The talks over the future of the 401st Tactical Air Force Wing based at Torrejon have routinely been described as negotiations. But as the end of this process rapidly approaches, it becomes clear that the two sides have not been negotiating at all in any classical sense.
They have been talking past each other, with Spain speaking of history, the future, current politics and nationalism, while the United States has stressed its problems in managing a global alliance, coping militarily with the Soviet menace and other geopolitical dramas.
Bartholomew appears to have aimed from the beginning to fashion a negotiator's compromise of splitting the difference. His last effort in November was to offer to withdraw one-third of the F16s in return for letting the others stay in ambiguous circumstances.
But each bargain he proposed met with an unvarying, unyielding, one-word reply: No. The Spanish refused to budge from what was not a demand but a decision on the complete withdrawal of the F16s.
"This was not the kind of negotiation that Americans can understand very well," a Spanish official said. "It was not like talking to the Philippines about a little bit more of this or a little bit less of that, and judging when to cut the best deal. Spain was the imperial power in the Philippines a century ago, and we have to establish that we are not just another Philippines or Greece, looking for a deal."
The two nations also talked past each other on the crucial question of "substitution," in negotiating jargon. American officials felt Spain had committed its armed forces to take up the missions carried out by the 401st Tactical Wing as part of a withdrawal. Given the sensitive nature of the mission of the F16s, it is doubtful that there was ever full understanding on this and Americans gain nothing by making it a point of dispute now.
In the event of war, the F16s would be redeployed from Spain to northern Italy and Turkey, where they would pick up nuclear bombs that are stored in those countries.
Neither the Spanish nor the Americans talk about what would happen then. But the F16s would undoubtedly stage nuclear strikes along the Soviet-Turkish frontier -- a task the Spanish Air Force could never undertake. What Washington would have expected Spain to do in the way of substitution in this key segment of NATO's "flexible response" strategy remains a mystery.
Whether the aftermath of the F16 nonnegotiations will be manageable or will turn into a bitter and divisive experience for the Atlantic alliance, as France's withdrawal from NATO did in 1966, now depends on both Washington and Madrid. Spain would prefer to portray it as totally an American decision, but this is to invite serious trouble.
Until now, the Spanish have shown little interest in what the United States does with the aircraft.
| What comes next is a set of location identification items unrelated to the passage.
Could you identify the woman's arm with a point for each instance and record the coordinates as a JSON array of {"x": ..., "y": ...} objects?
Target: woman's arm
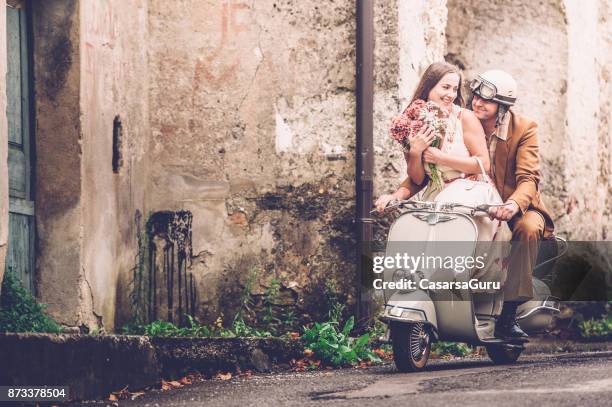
[
  {"x": 474, "y": 139},
  {"x": 416, "y": 171},
  {"x": 418, "y": 143}
]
Officials complain that Spain has been little more than a parking lot for the F16s, and argue that it should be easy to relocate them closer to their targets.
But that attitude ignores that the American military presence in Europe is becoming a focal point for a variety of budgetary and political pressures, as the Intermediate Nuclear Forces treaty heads for Senate debate, the Warsaw Pact focuses in arms control proposals on aircraft like the F16 that can carry both nuclear and conventional bombs and Western Europe remains uneasy about President Reagan's dealings with Mikhail Gorbachev.
Gonzalez has made a credible case for asking the United States to reduce its presence here. It is now up to him and his aides to understand that they must help the United States limit the damage that his decision could still cause.